Reklam Görüntülerine Tıklayarak Kitap Siparişi Verebilirsiniz

Bir Seçimin Anatomisi 1-2

Ali Haydar Haksal´ın dikkat çeken 31 Mart seçimleri ile ilgili analizi...

Bir Seçimin Anatomisi 1-2

Bir Seçimin Anatomisi

1-

Seçim sürecinde yaşanan gerilim ortamından kurtulmak için ne çok niyazda bulunduk. İnsanı çileden çıkaracak bir süreçti yaşananlar. Kastını aşan jakoben anlayışın egemenliğinde, kuşatmasında ve hatta en uçlarda gerilimli bir ortam. Bu, seçimin sürükleyeni ırkçı ve jakoben bir parti olmuştur. Muhafazakâr iktidar partisi de onun peşine takılıp sürüklenmiştir. Bir milleti birbirine karşı ikrah boyutunda nefret ve öfkeye sürükleyen bir anlayış egemen olmuştur. ?Zillet, illet? gibi kavramlar siyasal literatüre bu seçimde germiştir. Bu, seçimin hem mantığını hem de tarzını ortaya koymuştur.

Bu açıdan bakılınca bu jakoben ırkçı anlayışın mensubu olan parti kârlı çıkmıştır. Tek başına seçime girse farklı bir sonuç ile karşılaşabilir, bu kadar başarı elde edemeyebilirdi. Daha da önemlisi muhafazakâr seçmeni ırkçı jakoben bir anlayışa çekmiştir. Hem iktidarı hem de seçmeni kendisine benzetmiştir. Başarı onun lehine işlemiştir. İktidarın sözcülerinin de bu üsluba ve tarza katılmaları onlara yaramış ve güç kazandırmıştır

 

Muhafazakâr parti başlangıcında birçok kesimi kucaklamışken gide gide seçmenini kemikleştirme adına jakoben bir anlayışı benimsemiştir. Muhataplarını aşağılamış, küçümsemiş, aşırı bir kibir ile tepeden bakmış, muhalefet liderlerini dalgaya almış. Hayat sürprizlerle doludur, neyin ne zaman olacağı bilinmez. İnsan kendi sözlerinin altında kalabilir ve beklenmedik bir durum ile karşılaşabilir. Hayatta temkin her zaman önemlidir.

15 Temmuz sonrası, darbelerin karanlık sokakları başlıklı bir yazı yazmıştım. Darbenin kendisinden sonrası, süreci ve sonuçları önemliydi. O sonuçlara şimdi gelinmiş bulunuyor.

Ilımlı, sevgi ve merhameti gerektiren İslâmî sevgi ve merhamet yaklaşımlı büyük kesim birden ırkçı ve jakoben bir ruha bürünüverdi, ulusalcı oldu. İktidardaki muhafazakâr parti de bunu benimsedi. Bu tutum ise kendisinden çok ırkçı partiye yaradı. Ölü bir parti diriltildi.
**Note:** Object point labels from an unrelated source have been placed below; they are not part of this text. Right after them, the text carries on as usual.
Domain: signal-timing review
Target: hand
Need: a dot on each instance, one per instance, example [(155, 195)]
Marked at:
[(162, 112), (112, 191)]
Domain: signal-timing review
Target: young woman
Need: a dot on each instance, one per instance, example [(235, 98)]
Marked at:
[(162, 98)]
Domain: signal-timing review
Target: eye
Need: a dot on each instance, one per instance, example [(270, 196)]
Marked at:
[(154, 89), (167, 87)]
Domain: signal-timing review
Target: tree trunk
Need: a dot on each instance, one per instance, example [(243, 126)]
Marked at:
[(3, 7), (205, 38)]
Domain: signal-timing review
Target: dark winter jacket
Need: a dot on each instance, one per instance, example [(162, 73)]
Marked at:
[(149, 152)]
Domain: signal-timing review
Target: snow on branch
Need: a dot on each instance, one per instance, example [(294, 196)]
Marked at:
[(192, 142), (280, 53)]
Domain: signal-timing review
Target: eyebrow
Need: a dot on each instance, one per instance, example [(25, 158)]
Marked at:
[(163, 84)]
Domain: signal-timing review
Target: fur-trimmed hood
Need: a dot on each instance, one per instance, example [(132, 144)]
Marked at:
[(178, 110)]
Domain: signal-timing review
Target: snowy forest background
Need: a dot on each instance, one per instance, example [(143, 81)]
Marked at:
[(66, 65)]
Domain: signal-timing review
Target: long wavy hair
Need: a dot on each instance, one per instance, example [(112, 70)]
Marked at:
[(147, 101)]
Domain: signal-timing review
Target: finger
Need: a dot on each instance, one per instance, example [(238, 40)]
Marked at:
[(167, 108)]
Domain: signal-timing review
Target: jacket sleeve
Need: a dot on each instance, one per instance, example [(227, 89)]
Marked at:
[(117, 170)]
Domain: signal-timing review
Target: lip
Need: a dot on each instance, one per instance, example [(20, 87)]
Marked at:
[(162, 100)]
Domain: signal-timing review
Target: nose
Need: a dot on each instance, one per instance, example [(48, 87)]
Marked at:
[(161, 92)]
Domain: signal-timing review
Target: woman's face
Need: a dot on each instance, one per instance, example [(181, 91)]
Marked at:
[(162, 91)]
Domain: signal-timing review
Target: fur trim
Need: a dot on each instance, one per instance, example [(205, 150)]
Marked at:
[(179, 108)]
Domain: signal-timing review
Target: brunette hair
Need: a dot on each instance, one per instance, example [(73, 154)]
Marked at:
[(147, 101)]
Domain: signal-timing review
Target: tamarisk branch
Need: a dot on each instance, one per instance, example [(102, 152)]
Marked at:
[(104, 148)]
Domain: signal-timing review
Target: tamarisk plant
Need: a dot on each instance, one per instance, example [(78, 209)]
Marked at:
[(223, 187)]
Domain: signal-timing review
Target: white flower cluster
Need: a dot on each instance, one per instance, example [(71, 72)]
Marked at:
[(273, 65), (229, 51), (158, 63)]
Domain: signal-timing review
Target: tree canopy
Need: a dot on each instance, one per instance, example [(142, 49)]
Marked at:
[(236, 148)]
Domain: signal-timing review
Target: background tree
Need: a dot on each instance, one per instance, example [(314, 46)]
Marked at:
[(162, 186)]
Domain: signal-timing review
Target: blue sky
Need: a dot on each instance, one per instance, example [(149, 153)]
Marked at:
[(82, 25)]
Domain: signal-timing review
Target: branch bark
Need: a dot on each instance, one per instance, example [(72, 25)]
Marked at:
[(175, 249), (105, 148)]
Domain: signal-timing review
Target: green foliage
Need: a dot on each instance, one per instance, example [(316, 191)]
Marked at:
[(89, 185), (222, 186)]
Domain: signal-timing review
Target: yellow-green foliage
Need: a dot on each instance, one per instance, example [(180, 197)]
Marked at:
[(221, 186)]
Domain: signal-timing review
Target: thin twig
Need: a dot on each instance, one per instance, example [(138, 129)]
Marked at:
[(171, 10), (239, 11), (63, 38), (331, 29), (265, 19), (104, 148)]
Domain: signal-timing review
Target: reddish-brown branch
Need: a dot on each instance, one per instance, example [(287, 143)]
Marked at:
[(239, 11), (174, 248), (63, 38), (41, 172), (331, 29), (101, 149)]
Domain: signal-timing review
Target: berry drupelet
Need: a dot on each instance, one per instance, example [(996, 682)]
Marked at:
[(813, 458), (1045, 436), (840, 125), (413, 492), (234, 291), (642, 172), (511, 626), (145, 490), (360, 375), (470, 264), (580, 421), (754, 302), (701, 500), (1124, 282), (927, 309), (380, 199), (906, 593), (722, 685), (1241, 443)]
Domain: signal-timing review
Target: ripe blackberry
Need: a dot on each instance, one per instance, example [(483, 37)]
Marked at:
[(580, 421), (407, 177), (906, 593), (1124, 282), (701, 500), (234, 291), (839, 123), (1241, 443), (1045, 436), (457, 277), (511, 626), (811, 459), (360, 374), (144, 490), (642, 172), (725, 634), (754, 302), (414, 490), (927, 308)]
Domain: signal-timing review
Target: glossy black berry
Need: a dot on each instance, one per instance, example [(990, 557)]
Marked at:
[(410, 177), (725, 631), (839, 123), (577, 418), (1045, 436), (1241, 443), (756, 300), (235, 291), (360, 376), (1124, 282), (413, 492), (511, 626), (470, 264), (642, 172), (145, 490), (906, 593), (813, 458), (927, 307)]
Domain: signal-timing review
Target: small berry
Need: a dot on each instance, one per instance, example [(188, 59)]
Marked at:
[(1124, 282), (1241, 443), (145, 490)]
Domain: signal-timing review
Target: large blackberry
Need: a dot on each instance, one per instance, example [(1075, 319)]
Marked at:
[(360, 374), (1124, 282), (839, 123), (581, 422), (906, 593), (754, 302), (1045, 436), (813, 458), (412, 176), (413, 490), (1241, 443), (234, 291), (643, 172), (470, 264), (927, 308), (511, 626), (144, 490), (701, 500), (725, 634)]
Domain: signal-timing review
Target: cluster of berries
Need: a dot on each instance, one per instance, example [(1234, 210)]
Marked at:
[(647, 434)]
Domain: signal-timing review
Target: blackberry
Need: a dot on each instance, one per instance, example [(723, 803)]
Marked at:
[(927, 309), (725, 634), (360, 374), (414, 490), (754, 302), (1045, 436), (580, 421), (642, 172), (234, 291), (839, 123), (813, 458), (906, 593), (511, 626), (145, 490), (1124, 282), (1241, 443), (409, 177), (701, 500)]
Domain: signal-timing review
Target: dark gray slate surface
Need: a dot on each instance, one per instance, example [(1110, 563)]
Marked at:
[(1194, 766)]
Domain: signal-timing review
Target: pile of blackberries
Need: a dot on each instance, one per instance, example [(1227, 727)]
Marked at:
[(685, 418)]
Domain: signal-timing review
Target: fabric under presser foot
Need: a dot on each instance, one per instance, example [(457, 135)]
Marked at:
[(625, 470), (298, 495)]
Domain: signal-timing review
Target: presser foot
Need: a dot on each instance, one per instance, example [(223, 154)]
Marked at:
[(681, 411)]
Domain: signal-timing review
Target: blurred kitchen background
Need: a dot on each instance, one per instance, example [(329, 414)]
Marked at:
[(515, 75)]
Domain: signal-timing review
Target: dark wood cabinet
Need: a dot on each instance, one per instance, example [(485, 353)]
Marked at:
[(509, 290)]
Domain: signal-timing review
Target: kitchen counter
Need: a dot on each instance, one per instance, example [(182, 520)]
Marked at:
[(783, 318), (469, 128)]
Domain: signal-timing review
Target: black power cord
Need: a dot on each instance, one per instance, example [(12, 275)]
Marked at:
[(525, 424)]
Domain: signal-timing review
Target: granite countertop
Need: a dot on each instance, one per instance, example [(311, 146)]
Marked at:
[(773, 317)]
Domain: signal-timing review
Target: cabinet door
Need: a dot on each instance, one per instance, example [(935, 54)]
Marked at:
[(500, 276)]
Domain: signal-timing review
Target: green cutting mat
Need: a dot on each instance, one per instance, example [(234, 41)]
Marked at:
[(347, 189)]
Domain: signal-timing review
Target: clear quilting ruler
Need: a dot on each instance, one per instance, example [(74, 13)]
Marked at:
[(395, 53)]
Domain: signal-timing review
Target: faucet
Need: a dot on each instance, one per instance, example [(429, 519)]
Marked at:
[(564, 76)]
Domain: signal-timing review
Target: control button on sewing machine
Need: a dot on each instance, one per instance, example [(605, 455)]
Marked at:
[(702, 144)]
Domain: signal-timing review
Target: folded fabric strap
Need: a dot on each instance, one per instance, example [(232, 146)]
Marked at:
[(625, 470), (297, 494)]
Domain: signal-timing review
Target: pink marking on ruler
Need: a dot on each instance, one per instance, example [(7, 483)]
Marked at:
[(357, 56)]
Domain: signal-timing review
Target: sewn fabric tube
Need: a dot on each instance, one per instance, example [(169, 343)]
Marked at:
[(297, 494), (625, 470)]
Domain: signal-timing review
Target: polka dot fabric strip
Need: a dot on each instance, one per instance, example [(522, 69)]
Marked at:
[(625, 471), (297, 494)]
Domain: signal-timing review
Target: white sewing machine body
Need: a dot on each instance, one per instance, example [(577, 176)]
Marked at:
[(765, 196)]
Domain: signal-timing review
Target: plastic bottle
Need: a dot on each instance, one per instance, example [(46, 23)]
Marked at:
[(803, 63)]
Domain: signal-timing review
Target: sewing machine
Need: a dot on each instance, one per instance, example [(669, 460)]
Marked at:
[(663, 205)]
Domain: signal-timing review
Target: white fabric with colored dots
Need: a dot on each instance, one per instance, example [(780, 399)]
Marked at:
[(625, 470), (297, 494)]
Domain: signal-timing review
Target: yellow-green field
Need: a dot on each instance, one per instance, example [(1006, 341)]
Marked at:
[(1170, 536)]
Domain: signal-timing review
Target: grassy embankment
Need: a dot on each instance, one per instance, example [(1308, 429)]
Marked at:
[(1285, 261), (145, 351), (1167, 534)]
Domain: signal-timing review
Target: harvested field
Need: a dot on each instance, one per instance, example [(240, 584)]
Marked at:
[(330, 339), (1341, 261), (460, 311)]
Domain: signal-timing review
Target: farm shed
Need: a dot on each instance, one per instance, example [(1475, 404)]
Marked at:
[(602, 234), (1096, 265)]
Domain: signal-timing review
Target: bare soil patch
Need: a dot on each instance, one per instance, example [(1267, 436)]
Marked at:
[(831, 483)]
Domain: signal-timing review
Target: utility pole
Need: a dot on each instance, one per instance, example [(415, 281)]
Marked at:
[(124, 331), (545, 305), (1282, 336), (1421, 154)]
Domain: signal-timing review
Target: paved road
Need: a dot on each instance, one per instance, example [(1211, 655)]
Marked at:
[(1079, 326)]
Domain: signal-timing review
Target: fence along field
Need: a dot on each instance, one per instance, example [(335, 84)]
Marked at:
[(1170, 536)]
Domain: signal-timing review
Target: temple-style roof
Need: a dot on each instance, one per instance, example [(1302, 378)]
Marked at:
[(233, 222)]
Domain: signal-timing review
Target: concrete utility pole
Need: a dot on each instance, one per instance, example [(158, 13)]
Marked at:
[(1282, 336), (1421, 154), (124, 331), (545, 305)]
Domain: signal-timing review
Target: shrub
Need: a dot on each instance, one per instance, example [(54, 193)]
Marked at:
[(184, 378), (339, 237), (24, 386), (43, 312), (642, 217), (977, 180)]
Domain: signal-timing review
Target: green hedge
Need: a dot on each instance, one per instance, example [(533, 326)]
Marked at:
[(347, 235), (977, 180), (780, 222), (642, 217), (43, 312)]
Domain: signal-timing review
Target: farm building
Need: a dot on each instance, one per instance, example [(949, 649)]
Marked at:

Kaldı ki bu parti derin devletin bir kanadı. Hem de en güçlü kanadı. Cumhuriyetin milliyetçilik ideolojisinin en önemli temsilcisi. 1960 darbesinin içinde aktiftir. 1980 darbesinde zarar görmeden bir kenarda durmuştur. 28 Şubat darbesinin aktiflerinden biridir. 15 Temmuz darbe girişimin sonuçlarını lehine en iyi devşiren bir siyasal harekettir. Lideri kim olursa olsun değişmiyor. Önemli bir güç olarak devrededir. Devletin veya ülkenin sahipleri sadece sanki onlardır. Daha da dikkate alınması gereken şey, mafyanın doğrudan söylem ve yaklaşımlarıyla etkili olmalarıdır. Onlar kendilerini devlet güçlerinin üzerinde görüyorlar. En kritik zamanlarda ortaya çıkarlar. Hamaset ve duygu kabarmalarını sağlarlar. Anımsayalım, Musul ve Kerkük gibi başka bir ülkenin sınırlarında bulunan illerin plaka numaralarını bile söylemişlerdi. Oysaki emperyalizmin kendilerine bir adım daha atma fırsatını vermeyeceklerini bile bile. Ne yazık ki bu dalgaya o zaman da kapılınmıştı.

 

 

Hemen bütün gerilimli ve çatışmacı anlayışı temsil ederler.

Bu seçimin aşırı ırkçı ve ulusalcı bir düzleme çekilmesinde başarılı olmuştur.

Birlikte ortaklık kuran siyasiler geçmişte birbirlerine en olmadık ve en ağır sözlerle eleştirmişlerdi. Gün gelip devran dönünce birçok şeyi yutkunmak gibi tuhaf bir durum ile karşılaşılabilir. Öyle de olmuştur.

Deyimlerimiz hayatın birer özeti. ?Ne oldum değil ne olacağım? ya da ?Düşmez kalkmaz bir Allah? diye bakmak gerekiyor. Çünkü insanoğlunun iniş ve çıkışları vardır. Sonuçta ölümlü bir dünyada bulunuyoruz. Geçmiş zamanın o kadar güçlüleri vardı ki bugün kimi ötede, kiminin esamisi bile anılmıyor.

Bu seçimden çıkarılacak çok sonuçlar bulunuyor. Bugünlük sadece şu ırkçı ve jakoben anlayışa yoğunlaştık.

Bütün bunlar 1994 seçimlerinden itibaren milletin asıl ruhunu ve maneviliğini temsil eden anlayışın sonuna gelinmiş veya getirilmiştir. Başkalarını suçlamak yerine öncelikle aynanın karşısına geçip kendi yüz ifadelerine ya da geçmiş söylemlerinden bugüne bakılmasında yarar var. Başkalarını suçlayıp karalamak kime ne yarar sağlar, kendi kendisini göremedikten sonra.

2-

Cehepe açısından bu seçimi değerlendirirsek sonuçları hiç de şaşırtıcı değil. Ruh kökeni bakımından ulusalcı ve milliyetçi olan bu parti uzun bir süredir, kendi içindeki radikal ulusalcılara rağmen yeni bir dil ve üslup tutturdu. Geçen genel ve başkanlık seçimlerinden beri sol ideolojiyi ret ettiler. Genel başkanları sol düşüncenin Fransız ihtilaline ait olduğu, kendilerini ilgilendirmediğini özellikle vurguladı. Bunlar çok da gündeme gelmemiş olmasına karşın gene de yeni bir yol ve üsluptu. Söz konusu partinin ideolojik kimi keskin tutumlarını yumuşatma ve hatta uzaklaşma yoluna gitti.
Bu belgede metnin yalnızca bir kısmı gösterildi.